My advice: Go down and buy some cheap 12 mm ring spanners that way you can cut them at the right lengths for each nut.


----------



## STEALTH_R32GTR (Feb 7, 2010)

thanks for the advice, i really appreceiate it! 

I spoke to Nissan dealership again today and they told me it'll be cheaper if i just buy a NISMO HEADGASKET SET, but i'm not ready for a rebuild yet so i just got the standard gaskets, 6x throttle body gaskets, 1x main gasket between cylinderhead and the water jaket adaptor, all the "o" rings between the air balance pipe that runs across on top and the idle control valve gasket.
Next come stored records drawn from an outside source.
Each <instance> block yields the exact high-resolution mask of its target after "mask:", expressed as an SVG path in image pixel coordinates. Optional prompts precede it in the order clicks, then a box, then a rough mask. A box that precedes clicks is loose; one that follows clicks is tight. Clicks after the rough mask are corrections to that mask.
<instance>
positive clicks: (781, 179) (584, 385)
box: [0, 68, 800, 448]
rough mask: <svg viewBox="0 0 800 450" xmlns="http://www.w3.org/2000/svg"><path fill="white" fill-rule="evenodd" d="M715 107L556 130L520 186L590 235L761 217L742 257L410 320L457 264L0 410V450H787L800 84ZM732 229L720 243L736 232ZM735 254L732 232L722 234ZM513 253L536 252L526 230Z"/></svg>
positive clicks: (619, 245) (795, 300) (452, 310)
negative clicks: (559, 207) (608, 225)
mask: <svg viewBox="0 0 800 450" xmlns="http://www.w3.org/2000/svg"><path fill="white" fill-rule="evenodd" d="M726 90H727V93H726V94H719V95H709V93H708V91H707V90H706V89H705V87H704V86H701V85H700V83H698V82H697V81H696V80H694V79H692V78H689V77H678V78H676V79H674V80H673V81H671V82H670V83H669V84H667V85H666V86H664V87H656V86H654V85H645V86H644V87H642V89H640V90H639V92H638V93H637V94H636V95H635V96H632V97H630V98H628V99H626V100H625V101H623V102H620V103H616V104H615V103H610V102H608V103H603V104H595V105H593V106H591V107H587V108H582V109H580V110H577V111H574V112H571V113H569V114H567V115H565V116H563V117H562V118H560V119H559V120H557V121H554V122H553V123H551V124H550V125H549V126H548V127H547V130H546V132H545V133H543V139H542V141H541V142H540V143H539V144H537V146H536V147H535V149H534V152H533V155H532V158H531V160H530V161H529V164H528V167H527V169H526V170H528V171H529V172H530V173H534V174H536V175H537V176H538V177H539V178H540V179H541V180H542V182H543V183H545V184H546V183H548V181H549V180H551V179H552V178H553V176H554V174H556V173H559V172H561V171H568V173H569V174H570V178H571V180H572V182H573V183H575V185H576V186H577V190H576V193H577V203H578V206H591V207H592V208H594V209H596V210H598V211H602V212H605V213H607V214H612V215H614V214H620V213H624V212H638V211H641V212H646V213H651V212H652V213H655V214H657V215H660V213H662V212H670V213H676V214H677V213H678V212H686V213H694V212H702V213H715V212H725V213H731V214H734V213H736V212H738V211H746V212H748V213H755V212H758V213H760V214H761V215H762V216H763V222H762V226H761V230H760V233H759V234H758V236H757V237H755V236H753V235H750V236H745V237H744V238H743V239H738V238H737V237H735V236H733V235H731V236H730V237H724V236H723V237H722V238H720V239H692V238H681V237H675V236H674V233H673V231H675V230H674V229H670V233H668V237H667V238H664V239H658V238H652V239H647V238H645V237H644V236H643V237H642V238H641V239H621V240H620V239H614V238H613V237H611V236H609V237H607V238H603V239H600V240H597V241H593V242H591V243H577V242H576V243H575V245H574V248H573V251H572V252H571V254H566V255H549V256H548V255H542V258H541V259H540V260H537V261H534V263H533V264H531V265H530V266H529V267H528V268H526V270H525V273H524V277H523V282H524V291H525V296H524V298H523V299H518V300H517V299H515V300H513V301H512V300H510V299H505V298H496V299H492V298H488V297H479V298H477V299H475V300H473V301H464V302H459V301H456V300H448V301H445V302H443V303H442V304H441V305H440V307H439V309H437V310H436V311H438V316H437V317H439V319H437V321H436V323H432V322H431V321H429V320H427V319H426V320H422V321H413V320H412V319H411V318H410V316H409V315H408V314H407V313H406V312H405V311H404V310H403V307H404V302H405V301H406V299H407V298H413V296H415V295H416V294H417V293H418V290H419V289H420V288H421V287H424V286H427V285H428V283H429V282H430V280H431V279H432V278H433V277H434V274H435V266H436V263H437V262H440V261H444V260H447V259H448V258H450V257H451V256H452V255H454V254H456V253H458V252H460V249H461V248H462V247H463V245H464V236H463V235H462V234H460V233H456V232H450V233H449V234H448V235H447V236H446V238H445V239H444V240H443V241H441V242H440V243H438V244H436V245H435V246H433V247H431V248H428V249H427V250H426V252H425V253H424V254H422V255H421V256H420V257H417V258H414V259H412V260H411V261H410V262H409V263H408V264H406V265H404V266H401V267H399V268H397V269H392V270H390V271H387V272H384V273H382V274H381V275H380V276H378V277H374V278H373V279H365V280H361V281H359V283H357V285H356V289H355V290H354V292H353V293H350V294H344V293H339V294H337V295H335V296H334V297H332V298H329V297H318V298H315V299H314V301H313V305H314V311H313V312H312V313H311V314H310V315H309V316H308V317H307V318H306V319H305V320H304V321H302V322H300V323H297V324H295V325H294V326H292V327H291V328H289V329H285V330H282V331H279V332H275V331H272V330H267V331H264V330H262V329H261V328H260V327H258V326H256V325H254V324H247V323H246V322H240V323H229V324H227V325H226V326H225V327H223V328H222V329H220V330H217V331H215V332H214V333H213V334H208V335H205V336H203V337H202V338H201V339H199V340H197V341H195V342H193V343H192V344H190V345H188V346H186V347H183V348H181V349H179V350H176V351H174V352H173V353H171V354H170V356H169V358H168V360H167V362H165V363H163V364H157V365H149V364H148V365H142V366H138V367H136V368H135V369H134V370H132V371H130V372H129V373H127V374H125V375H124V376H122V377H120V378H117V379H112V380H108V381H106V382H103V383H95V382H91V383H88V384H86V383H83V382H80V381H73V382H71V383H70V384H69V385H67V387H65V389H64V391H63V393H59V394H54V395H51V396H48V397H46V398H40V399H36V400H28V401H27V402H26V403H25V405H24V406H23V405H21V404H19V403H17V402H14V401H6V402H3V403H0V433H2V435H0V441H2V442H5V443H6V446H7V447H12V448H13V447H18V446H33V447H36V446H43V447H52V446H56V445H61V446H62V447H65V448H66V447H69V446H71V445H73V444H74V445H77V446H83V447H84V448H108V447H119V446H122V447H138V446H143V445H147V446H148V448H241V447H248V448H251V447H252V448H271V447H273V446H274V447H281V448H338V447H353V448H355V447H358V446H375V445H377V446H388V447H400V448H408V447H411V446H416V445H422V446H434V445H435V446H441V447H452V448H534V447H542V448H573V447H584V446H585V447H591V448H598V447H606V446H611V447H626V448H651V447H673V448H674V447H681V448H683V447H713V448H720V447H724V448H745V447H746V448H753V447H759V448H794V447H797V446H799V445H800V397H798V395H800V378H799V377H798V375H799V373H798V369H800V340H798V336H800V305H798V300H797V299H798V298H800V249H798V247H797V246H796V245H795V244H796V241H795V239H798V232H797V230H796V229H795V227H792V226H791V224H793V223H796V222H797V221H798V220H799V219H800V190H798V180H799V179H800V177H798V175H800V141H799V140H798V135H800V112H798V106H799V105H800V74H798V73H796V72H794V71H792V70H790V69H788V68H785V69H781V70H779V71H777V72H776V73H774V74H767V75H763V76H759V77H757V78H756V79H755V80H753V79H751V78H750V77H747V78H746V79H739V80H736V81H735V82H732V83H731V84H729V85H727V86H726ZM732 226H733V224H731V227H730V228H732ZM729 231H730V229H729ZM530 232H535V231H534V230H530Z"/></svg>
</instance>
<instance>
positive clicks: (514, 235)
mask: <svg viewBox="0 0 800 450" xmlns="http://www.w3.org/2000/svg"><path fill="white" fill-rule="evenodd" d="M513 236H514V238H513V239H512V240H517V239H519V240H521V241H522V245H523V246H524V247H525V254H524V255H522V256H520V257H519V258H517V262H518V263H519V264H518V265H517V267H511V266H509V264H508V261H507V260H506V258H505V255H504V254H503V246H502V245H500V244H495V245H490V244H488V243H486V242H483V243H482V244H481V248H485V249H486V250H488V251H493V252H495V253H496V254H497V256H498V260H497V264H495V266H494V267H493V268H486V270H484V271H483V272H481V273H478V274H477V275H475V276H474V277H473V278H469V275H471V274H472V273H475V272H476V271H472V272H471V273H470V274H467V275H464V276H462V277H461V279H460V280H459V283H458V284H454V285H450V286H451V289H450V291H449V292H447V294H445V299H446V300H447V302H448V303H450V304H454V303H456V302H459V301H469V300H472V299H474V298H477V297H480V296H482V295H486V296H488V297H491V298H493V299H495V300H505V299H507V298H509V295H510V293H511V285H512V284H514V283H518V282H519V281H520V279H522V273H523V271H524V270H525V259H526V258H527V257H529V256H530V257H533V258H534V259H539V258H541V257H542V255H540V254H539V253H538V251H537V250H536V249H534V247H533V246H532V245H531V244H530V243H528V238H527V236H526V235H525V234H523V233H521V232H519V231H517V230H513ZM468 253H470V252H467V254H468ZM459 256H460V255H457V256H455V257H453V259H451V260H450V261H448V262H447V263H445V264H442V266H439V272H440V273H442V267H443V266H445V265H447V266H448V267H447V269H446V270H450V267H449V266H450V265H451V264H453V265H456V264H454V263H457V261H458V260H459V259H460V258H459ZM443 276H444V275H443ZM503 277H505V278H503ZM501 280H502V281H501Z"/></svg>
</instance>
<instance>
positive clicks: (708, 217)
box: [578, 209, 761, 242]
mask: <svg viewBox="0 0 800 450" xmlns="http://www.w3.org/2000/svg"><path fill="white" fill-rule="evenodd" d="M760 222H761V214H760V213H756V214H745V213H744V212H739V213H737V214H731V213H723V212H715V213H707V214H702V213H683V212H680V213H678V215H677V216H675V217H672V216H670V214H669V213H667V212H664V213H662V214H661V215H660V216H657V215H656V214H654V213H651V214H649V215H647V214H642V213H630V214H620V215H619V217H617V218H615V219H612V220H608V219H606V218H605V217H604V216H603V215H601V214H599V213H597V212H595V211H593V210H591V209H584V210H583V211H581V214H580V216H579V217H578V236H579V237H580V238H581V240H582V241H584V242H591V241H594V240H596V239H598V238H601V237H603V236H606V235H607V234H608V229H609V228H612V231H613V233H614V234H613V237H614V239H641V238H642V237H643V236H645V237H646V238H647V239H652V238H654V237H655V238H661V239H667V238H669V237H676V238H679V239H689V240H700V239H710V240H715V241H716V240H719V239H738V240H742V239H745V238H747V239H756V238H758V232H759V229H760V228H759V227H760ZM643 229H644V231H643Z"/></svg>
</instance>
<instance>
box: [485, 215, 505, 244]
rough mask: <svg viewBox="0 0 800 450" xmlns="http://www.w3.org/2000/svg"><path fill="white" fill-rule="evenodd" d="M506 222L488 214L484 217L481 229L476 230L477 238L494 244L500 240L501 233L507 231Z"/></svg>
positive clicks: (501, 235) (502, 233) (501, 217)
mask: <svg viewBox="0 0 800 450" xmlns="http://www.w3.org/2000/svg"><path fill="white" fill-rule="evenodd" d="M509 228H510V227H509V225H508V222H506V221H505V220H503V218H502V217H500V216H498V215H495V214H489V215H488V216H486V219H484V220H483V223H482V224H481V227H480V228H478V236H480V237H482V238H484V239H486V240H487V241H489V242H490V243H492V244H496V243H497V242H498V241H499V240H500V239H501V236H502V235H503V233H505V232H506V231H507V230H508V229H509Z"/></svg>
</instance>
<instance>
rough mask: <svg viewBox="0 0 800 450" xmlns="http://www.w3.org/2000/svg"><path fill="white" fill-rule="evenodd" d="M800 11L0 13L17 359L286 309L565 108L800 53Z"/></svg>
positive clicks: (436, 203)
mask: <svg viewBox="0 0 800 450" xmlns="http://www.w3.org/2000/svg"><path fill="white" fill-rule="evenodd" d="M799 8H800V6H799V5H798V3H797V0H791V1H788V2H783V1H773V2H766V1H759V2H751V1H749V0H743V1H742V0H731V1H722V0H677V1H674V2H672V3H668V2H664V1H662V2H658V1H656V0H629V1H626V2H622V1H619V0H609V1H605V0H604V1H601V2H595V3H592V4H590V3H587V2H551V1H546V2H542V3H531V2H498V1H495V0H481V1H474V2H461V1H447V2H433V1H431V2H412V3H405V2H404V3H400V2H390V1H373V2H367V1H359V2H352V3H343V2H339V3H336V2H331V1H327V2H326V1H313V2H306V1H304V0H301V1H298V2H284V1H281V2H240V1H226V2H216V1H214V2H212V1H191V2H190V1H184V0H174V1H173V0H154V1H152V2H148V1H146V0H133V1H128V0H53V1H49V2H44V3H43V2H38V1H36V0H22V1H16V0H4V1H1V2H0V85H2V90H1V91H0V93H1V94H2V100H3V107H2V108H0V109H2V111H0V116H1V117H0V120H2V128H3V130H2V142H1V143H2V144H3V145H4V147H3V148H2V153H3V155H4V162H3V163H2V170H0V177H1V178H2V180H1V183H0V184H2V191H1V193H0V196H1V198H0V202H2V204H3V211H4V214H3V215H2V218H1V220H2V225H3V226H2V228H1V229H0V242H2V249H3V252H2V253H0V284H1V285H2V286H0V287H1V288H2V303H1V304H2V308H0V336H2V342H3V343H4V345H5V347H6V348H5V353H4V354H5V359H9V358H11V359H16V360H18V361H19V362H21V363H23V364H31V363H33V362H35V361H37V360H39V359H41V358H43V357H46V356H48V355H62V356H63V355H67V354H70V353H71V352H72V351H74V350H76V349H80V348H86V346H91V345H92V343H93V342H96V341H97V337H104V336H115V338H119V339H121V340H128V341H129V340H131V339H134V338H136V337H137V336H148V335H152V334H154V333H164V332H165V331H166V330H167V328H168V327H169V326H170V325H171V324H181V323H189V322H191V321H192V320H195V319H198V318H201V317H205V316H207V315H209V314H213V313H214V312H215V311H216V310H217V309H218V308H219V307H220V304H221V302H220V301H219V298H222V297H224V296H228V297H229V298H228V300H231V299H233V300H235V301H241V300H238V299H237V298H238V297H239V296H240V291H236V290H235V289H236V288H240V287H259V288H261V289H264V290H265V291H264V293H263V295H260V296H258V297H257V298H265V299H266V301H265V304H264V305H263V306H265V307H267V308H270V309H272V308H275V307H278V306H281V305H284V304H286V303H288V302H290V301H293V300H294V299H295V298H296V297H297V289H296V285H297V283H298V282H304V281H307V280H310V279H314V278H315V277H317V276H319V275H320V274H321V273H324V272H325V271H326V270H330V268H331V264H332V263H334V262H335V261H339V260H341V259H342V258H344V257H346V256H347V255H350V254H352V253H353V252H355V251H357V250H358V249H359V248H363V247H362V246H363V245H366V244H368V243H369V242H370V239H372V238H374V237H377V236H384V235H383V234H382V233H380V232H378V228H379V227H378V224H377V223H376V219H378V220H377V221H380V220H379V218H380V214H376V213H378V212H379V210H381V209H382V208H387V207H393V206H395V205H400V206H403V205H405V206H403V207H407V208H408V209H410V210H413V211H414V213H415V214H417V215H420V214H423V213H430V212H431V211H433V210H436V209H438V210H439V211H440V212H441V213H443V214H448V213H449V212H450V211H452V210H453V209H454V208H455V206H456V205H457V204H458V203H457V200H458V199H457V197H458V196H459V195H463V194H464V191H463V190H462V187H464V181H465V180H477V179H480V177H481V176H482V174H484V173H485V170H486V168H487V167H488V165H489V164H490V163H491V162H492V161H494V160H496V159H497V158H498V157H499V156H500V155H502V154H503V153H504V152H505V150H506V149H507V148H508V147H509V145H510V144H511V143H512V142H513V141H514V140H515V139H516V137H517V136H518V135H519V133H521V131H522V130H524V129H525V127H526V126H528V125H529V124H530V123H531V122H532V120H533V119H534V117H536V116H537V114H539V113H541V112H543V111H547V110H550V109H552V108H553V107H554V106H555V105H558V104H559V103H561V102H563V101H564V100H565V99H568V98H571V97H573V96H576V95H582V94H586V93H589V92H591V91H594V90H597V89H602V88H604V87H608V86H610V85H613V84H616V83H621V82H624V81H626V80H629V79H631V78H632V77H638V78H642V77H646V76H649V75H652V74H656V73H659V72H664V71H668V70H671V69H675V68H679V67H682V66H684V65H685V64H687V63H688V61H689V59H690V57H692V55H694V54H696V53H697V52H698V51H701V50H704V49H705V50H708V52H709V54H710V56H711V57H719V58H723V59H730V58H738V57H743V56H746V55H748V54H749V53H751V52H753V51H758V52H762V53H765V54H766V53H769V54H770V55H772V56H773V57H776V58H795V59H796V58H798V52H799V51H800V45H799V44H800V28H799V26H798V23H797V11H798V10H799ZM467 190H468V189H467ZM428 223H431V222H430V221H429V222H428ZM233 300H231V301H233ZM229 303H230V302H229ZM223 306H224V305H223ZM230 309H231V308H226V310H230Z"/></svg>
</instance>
ill get photos up tomorrow of the diagram and wait for the parts to arrive before i start.


----------



## nolar33gtr (Aug 5, 2010)

Did you ever finish the intake manifold gasket?


----------



## STEALTH_R32GTR (Feb 7, 2010)

Sorry i was away for awhile, the intake gasket and all associated parts were replaced including the "o" rings on the air balance pipe, engine is running perfect and have been getting complements from friends about the flame fires from the exhaust on the high way  i think im running abit rich  i think its time to play with the GREDDY PROFEC E-01 boost controller  :thumbsup:


----------



## godzilladom (Sep 3, 2009)

pay someone mate, seriously... too much work, hassle and risk... just pay a pro... in the non-prostitute sense of course


----------



## ooomoo (May 12, 2010)

I found it's a mare with all the crap under the plenum, I binned all mine now and it's a doddle, but it's not a hard job just time consuming pal


----------



## mgtkr1 (Aug 27, 2015)

just about to tackle this myself, are there any coolant gallerys in the inlet I need to consider before removing the inlet? just been aware so that I don't end up dumping coolant everywhere cheers


----------



## FRRACER (Jun 23, 2013)

Piggaz said:


> I did mine and it took me over 4 days to get it off. (maybe 6 or 7 hours total time) Second time it was off within 30 mins.
> My advice: Go down and buy some cheap 12 mm ring spanners that way you can cut them at the right lengths for each nut.


Same here first time took a while this was years ago, it was either pay a tuner £950 plus vat to do the inlet gaskets or tackle the job myself. I chose the later and did the job for the price of inlet and TB gaskets at £160.

I can now do it in approx. 30-40 mins having taken it off many times since.


----------



## mgtkr1 (Aug 27, 2015)

im about half way through removal now, just the aac valve doesn't want to come free although all the fasterners are off. theres a hose that is still attatched between the aac and the inlet (irc) but im struggling to get any purchase on the clip. would this hose along prevent the aac from coming away? also need to make a few notes of what vac hoses go where ect, mine is on a blitzboost controller, map sensor ect ect. its a time consuming job but im sure it will be worth it when the leaky inlet gasket isreplaced


----------



## FRRACER (Jun 23, 2013)

there is a big hose that connects the AAC to the bottom of the inlet. but also the AAC block when the valve is connected has 3 long bolts that connect to the plenum. Need to remove these.


----------



## R32 Combat (Jan 29, 2004)

You remove the plenum before removing the AAC. You will never get the 2 air pipes off the back.


----------



## mgtkr1 (Aug 27, 2015)

yea I think I got the three bolts out mate,it must be the larger hose. there is movement but its as if its either wedged in or been held back by something. the hardest part up to now has been removing hoses


----------



## mgtkr1 (Aug 27, 2015)

thanks r32 combat


----------



## mgtkr1 (Aug 27, 2015)

having made a monumental **** up im half way through doing the job again. one thing im stuck on though is wether any coolant passes through the inlet? ive removed the plenum, throttle bodies again and just don't want to remove the inlet itself without knowing wether I need to drop the coolant firt or not? ive searched all over looking for an answer to no avail


----------



## MS33 (Jun 27, 2007)

When I did mine, I replaced all the coolant and vacuum pipes. I was worried I'd disturb something and it would leak and need doing again.


----------



## mgtkr1 (Aug 27, 2015)

ive sussed it now. I dropped the coolant and I will be replacing the vac pipes ect. an easy job to be honest, just time consuming. worst bit so far has been getting old hose clamps off and cleaning crappy gasket remains.


----------